There’s no doubt that the current aim of higher education – “reproduction of ideology and the formation of like-minded political activists” – is harming America and the students and taxpayers who pay vast sums to these indoctrination factories.
It’s hurting conservatives even worse: Their convictions are ridiculed by default, which may lead them to censor their views to make it through graduate school. They face “dismal job prospects” if they don’t hide their opinions as they complete their PhDs.
Heaven help them if they somehow manage to teach at the college level, Peter Berkowitz writes at RealClearPolitics:
Untenured conservative professors confront unwritten but rigorously enforced tests of methodological and political soundness. The few conservative scholars who obtain tenure must grapple with marginalization in their departments, disciplines, and the wider university community.
But what’s the alternative to this depressing system, which is so effective at replicating itself? Is it possible to create an “ivory tower” for conservatives?
Berkowitz, a senior fellow at the Hoover Institution, raises some practical objections to a proposal made by American Enterprise Institute scholars in the winter issue of National Affairs.
Frederick Hess and Brendan Bell of AEI’s education policy studies make the case that conservative donors can create a top-tier university from scratch – for under $3.5 billion – that will be self-sustaining in a couple decades.
It would serve as an “incubator” for “promising young intellectuals” to pursue “questions and subjects that don’t fit the progressive orthodoxy at today’s most prestigious institutions of higher learning.”
Its board, culture and bylaws would welcome but not require conservative views, and it would provide the “scaffolding - employment, funding, networks, and publication outlets — to enable [scholars] to achieve independent viability.”

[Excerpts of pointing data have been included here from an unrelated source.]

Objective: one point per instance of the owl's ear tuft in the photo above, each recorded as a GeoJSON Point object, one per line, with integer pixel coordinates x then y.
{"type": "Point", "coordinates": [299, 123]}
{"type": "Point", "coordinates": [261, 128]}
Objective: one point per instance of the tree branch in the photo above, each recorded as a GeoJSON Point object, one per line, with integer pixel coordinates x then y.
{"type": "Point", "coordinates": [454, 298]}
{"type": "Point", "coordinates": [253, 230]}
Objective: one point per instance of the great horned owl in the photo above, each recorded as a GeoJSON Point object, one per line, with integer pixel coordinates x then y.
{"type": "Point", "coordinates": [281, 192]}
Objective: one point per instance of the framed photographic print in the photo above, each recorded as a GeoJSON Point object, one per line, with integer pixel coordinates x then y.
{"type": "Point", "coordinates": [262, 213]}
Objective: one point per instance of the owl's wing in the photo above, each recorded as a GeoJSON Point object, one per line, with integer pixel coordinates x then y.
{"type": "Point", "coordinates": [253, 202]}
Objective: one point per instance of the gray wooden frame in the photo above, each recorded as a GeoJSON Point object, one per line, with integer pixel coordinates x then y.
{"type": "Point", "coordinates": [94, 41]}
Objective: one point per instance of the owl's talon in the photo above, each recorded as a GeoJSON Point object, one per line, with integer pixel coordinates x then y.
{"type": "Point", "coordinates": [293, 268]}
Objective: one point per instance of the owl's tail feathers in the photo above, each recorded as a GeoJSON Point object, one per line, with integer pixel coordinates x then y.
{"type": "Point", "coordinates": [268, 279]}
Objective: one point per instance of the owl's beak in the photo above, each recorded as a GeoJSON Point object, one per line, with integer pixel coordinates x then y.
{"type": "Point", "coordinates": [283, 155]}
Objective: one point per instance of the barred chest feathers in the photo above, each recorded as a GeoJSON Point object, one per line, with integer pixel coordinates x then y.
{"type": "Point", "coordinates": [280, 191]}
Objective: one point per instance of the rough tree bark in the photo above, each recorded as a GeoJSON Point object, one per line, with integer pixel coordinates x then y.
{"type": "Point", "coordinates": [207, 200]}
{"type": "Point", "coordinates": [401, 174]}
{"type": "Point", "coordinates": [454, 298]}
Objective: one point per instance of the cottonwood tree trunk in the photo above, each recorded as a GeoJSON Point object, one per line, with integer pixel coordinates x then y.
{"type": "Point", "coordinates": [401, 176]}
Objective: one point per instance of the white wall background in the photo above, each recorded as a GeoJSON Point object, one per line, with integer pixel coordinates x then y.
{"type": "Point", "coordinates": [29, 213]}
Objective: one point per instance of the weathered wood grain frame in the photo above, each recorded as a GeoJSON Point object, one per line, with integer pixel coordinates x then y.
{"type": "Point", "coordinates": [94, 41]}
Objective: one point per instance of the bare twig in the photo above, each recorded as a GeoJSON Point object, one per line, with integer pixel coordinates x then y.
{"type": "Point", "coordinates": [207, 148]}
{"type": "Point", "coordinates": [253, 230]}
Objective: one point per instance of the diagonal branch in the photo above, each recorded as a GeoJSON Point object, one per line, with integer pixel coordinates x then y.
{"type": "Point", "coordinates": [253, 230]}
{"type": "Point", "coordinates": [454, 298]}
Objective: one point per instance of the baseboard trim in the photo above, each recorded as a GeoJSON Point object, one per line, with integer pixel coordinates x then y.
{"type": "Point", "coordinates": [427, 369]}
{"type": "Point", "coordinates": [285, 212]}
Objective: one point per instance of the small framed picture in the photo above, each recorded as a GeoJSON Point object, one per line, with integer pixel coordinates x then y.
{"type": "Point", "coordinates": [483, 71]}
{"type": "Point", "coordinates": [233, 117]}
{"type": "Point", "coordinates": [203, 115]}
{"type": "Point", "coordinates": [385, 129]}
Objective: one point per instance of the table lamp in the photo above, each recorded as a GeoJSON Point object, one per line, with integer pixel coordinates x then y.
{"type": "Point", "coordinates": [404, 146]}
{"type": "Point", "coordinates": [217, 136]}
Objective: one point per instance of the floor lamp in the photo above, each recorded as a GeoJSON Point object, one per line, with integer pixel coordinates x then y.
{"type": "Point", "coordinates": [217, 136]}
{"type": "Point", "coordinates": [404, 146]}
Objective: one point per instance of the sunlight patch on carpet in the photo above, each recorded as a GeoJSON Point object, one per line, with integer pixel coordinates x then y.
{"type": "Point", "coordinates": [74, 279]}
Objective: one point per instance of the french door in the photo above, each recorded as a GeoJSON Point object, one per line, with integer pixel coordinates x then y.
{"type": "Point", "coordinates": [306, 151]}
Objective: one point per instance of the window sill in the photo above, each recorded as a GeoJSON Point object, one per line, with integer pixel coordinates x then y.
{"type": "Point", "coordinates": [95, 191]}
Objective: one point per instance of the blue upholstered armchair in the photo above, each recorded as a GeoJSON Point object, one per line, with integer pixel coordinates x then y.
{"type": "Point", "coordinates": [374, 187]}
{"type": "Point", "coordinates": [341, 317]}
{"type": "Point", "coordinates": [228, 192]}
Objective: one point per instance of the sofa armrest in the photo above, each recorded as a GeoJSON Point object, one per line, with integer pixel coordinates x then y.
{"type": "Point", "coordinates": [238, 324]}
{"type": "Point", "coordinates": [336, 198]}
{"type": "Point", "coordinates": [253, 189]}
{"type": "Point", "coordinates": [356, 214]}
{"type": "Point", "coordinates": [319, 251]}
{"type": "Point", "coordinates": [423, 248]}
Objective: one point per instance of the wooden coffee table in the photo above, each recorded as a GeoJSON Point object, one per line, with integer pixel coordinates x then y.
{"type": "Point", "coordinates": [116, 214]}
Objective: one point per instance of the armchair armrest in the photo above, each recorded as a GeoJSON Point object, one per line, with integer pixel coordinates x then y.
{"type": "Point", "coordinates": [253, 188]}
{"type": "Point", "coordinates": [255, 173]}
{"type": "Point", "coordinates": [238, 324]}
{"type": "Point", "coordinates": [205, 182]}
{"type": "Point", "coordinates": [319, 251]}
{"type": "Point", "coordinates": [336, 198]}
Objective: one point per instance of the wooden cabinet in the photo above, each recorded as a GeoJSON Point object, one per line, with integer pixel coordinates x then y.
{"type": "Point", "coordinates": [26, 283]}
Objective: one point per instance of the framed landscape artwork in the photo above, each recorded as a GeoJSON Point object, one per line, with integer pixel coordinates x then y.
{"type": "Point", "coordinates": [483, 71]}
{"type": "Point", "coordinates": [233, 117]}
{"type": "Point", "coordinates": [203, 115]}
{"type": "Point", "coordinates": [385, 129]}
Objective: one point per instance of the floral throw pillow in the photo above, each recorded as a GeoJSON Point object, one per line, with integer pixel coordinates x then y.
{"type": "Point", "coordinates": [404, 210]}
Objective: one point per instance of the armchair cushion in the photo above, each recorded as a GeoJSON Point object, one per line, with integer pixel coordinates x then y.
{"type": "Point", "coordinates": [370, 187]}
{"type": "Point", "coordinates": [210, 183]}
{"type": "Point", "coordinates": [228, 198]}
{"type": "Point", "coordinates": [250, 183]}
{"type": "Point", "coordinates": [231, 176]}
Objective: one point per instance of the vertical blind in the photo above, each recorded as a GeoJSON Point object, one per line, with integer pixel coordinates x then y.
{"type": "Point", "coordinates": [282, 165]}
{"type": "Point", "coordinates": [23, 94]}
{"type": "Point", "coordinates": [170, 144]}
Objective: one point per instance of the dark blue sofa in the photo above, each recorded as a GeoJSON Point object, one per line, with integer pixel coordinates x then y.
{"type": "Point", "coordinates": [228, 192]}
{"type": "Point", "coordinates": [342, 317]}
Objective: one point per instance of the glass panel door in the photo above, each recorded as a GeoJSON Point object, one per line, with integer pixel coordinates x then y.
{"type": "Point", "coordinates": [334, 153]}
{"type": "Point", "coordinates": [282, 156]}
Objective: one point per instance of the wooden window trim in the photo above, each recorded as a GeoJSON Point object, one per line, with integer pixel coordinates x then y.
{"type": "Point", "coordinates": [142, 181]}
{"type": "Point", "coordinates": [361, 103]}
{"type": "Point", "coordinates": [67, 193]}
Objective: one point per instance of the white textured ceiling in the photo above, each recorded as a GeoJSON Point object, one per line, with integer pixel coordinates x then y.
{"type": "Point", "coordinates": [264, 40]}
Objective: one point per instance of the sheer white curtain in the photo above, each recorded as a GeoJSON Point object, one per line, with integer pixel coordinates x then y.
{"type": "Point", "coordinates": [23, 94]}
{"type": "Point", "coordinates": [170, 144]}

Berkowitz calls this plan “an enticing prospect for promoting the public interest” but calls out “several substantial difficulties” ignored by Hess and Bell:
For example, the leading higher-education accreditation agencies impose intrusive and far-reaching requirements concerning student affirmative action and faculty gender and race that have a tendency to yield intellectual conformity. The creation of a university friendly to conservatives hinges on the creation of a new accrediting agency that recognizes the centrality of the free and robust exchange of ideas to the life of the university.
By the authors’ own account, higher education has suppressed the spirit of liberal education and largely purged conservative scholars. Where will the faculty and administration be found to staff the authors’ new university?
He’s also concerned that conservative donors will prefer to focus on “the political arena” rather than enable marginalized scholars and students “to follow the argument wherever it may lead.” It’s a “delicate balancing act” to reconcile “sectarian convictions” with the “devotion to intellectual rigor,” as Catholic and Quaker colleges know.
One thing is clear now: Right-leaning fellowships and summer programs, complemented by nonpartisan speech-defense groups, are largely playing defense against hostile higher ed trends, rather than gaining ground for non-leftist thought.